As part of its speaker series, the Corrales Historical Society will host Spanish Colonial expert and author Linda Tigges, Ph.D., at the San Ysidro Church in Corrales at 2 p.m. April 16.
“Come learn about the fascinating history of ‘The 1712 Albuquerque-Bernalillo Presidio Soldiers and the Manila Galleons.’ Presenter Linda Tigges will discuss and analyze the lives of New Mexican soldiers posted at the New Mexico presidio in Santa Fe and Albuquerque,” CHS said.
According to CHS, Tigges is well known for her scholarship and research on the Spanish Colonial period in New Mexico. This includes research in the Spanish Colonial Archives on topics like the 18th Century Spanish Inquisition, Spanish law in New Mexico, and early and mid-18th century trade. She also volunteers as a docent at Casa San Ysidro in Corrales.
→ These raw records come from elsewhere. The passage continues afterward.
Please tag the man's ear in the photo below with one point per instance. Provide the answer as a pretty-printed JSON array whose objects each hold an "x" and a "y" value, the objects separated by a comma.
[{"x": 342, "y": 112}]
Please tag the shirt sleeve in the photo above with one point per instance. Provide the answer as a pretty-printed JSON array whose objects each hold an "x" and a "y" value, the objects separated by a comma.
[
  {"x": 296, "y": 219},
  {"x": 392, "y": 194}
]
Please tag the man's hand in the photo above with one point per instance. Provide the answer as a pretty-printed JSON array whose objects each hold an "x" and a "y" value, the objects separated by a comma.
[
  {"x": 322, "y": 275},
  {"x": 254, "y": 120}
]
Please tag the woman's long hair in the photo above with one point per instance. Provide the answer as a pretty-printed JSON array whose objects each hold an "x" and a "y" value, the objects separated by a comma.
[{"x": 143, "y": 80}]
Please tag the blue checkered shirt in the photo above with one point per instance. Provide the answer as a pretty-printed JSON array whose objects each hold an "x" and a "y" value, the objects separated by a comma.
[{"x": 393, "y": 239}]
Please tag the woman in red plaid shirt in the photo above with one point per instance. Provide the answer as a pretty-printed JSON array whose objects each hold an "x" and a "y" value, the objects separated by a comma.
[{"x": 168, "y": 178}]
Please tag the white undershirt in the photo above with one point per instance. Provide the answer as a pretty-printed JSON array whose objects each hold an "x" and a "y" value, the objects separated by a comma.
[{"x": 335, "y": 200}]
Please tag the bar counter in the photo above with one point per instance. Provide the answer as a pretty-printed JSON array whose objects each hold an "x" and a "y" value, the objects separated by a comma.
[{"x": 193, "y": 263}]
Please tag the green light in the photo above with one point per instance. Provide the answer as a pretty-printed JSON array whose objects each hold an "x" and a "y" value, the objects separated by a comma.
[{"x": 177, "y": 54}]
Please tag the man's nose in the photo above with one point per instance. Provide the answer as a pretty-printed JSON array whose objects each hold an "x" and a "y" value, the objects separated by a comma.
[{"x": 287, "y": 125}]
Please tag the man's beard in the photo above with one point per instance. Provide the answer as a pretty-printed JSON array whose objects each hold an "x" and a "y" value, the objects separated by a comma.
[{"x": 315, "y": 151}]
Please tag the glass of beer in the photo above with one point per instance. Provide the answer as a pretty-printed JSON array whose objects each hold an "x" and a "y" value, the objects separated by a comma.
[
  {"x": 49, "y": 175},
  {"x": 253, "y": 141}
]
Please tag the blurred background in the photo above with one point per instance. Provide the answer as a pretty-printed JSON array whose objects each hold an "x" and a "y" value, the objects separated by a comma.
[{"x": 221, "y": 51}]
It also says she was a public and then private sector land planner (with her own small business). She moved to Santa Fe in 1979, and then to Albuquerque in 2008. Her work in Santa Fe in the 1980s and 1990s included staffing and preparing archival reports for the historic district and the Archaeological Review Committee, as well as neighborhood and land planning. Published materials are those on the Santa Fe presidio, the presidio horse herds, 1880s Santa Fe land development, and the Camino Real. Her books, as editor with J. Richard Salazar as translator, are “Spanish Colonial Lives: Documents from the Spanish Colonial Archives of New Mexico, 1705-1774″ and Spanish Colonial Women and the Law: Complaints, Lawsuits, and the Criminal Behavior: Documents from the Spanish Colonial Archives of New Mexico, 1697-1749.” Her latest book is “New Mexico Merchants, the Manila Galleons and the Atlantic Trade International and Prestige Goods in New Mexico, 1712-1765.”
“From the return of the Spanish to New Mexico in the later 1600s, members of Bernalillo and Albuquerque families were part of the newly established New Mexico presidio,” CHS said.
The presentation will describe the 100-unit, all-equestrian presidio, its connections to the silver-rich cosmopolitan world of Mexico City and Zacatecas, and introduce some of the soldiers from Albuquerque and Bernalillo. This information comes from the recently translated soldiers’ purchase accounts of the 1712 Santa Fe presidio store, as well as military musters and court documents of soldier-related infractions.
Seating is first-come, first-serve, and capacity is limited to 150. CHS recommends people arrive early.